Dunelm positive despite ‘challenging market’

Under promising and over-delivering is a good approach for boards and investor relations departments, but are retailers overdoing ‘post-Brexit tough market conditions’ worries? It’s become almost a reflex, with mention in virtually every company update this year. UK retail sales numbers continue to show resilience yet the companies who earn their crust in this environment keep on stressing how tough it is.

In September Dunelm warned that the trading climate would remain challenging as disposable incomes of the average British shopper come under pressure. Despite this it suggested there had been an encouraging start to the year in the first two months of Q1.

It wasn’t exaggerating, on the second part at least. Total revenue for the first quarter rose by 24.8% to £247.9m, with a like-for-like improvement of 9.3%. Better weather and an easy comparison with last year helped.

Margins have taken a battering thanks to the inclusion of sales from the lower margin Worldstores. In addition, Dunelm notes that a ‘focus on newness in our latest ranges and the planned higher seasonal sales mix’ hit margins by a similar amount. This is not going to last, though, and margins should be in line with last year for Dunelm, but lower for the group due to the addition of Worldstores.

Shares in Dunelm have already fallen due to the soft performance last year that saw profits decline more than 28%, but with a resilient UK retail market, online growth from Worldstores building and easier prior-year comparisons, investors are warming again to the shares. At the open DNLM was up over 6% to 743p.

Slower US sales growth makes Ted Baker look a little less sharp

Further evidence that it's not all doom and gloom in the retail sector came by way of another upbeat trading statement from Ted Baker.

But does Ted Baker really reflect the wider UK retail market? Probably not: this is more and more a global brand rather than a straight British high street retailer. A new store in Kuwait with further openings planned in Qatar, Malaysia, Mexico and its first in India later this year point to the kind of global expansion that means its revenues and profits will become increasingly less reliant on the UK market. This can only be a good thing for Ted Baker, even if UK retail sales are holding up for the moment. Its push overseas is clearly paying off and the growth looks sustainable and manageable. Its controlled approach to distribution and the focus on brand should continue to put it on a strong footing.

Profits rose broadly in line with expectations, with the company reporting a pre-tax profit of £25.3m, or £24.2m accounting for exceptional items. This ought to keep full-year profits on course to exceed £70m in spite of what it calls ‘challenging external market conditions’.

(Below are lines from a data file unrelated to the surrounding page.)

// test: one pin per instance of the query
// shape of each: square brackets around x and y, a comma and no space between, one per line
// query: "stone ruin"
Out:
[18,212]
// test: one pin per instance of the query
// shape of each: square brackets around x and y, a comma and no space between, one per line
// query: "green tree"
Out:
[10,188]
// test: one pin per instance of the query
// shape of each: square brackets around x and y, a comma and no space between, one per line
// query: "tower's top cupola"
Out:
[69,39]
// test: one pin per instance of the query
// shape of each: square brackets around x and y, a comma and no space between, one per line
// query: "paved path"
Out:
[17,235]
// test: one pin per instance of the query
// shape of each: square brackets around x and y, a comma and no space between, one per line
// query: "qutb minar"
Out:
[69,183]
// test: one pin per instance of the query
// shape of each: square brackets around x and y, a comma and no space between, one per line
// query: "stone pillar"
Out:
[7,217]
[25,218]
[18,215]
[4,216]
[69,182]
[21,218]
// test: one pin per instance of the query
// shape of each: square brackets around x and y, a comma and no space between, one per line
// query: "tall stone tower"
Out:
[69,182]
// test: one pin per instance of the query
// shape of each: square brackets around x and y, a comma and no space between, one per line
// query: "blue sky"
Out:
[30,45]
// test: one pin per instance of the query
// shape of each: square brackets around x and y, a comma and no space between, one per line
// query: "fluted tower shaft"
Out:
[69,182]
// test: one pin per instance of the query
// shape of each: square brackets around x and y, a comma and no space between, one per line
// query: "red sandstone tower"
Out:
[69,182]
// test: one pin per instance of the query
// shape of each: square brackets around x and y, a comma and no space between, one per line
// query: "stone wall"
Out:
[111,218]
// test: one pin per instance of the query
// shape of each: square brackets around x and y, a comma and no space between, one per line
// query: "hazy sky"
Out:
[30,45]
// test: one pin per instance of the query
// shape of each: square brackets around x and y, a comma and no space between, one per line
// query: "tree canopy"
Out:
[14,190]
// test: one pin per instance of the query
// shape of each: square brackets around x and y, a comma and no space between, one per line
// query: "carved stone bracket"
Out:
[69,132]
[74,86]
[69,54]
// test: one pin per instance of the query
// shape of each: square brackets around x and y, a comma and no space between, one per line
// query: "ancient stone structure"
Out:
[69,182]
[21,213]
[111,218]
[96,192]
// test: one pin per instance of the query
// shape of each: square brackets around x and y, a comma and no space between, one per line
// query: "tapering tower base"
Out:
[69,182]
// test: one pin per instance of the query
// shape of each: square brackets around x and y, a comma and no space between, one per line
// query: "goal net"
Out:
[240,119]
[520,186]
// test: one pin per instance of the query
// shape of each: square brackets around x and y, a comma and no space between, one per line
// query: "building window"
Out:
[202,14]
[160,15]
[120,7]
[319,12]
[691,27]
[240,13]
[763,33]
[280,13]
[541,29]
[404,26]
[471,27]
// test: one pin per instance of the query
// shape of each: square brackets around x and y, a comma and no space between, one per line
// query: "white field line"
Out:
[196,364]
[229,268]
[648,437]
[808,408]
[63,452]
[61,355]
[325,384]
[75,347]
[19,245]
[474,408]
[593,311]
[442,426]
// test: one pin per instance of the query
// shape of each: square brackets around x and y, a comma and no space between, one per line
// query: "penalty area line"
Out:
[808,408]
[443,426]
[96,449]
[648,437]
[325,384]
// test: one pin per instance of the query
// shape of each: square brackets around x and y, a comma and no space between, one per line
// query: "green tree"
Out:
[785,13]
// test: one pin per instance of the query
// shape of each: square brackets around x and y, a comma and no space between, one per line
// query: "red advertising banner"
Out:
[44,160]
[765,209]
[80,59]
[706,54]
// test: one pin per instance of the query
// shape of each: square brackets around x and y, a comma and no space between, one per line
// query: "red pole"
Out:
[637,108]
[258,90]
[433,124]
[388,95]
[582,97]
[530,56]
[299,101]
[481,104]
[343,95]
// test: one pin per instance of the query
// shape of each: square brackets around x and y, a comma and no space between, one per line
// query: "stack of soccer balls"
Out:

Whilst sales growth has slowed a touch thanks to competition and falling tourist numbers in the US, these figures build on a strong update in June that reflects the momentum in its international expansion and booming wholesale and online sales. Ecommerce sales jumped 44%, while wholesale sales rose 14%.

The UK still accounts for the lion’s share of sales but the fastest growth is seen in Asia (+29.5% versus 15.8% last year), while North America is also strong (+18.8%), albeit this was down from 28.7% growth in the same period of last year. The slowing in North American sales growth does take a shine off otherwise stellar numbers.

Constant currency sales arguably tell us more and these look good, particularly in Asia. Asian sales growth on this basis climbed from 6.5% last year to 19.6% this year. In North America it’s fallen from 18.8% to 7.8%, while in the UK and Europe it has risen from 6.7% to 9.1%. Across group, sales growth has slowed a touch to 14% from 14.4% a year before, or from 10.7% to 9.5% on a constant currency basis.

Shares in Ted Baker remain about 20% below their peak two years ago and despite a 20% rise from the July trough they are still down year-to-date. But with continued international expansion on fixed central costs, it may recover further into the year-end.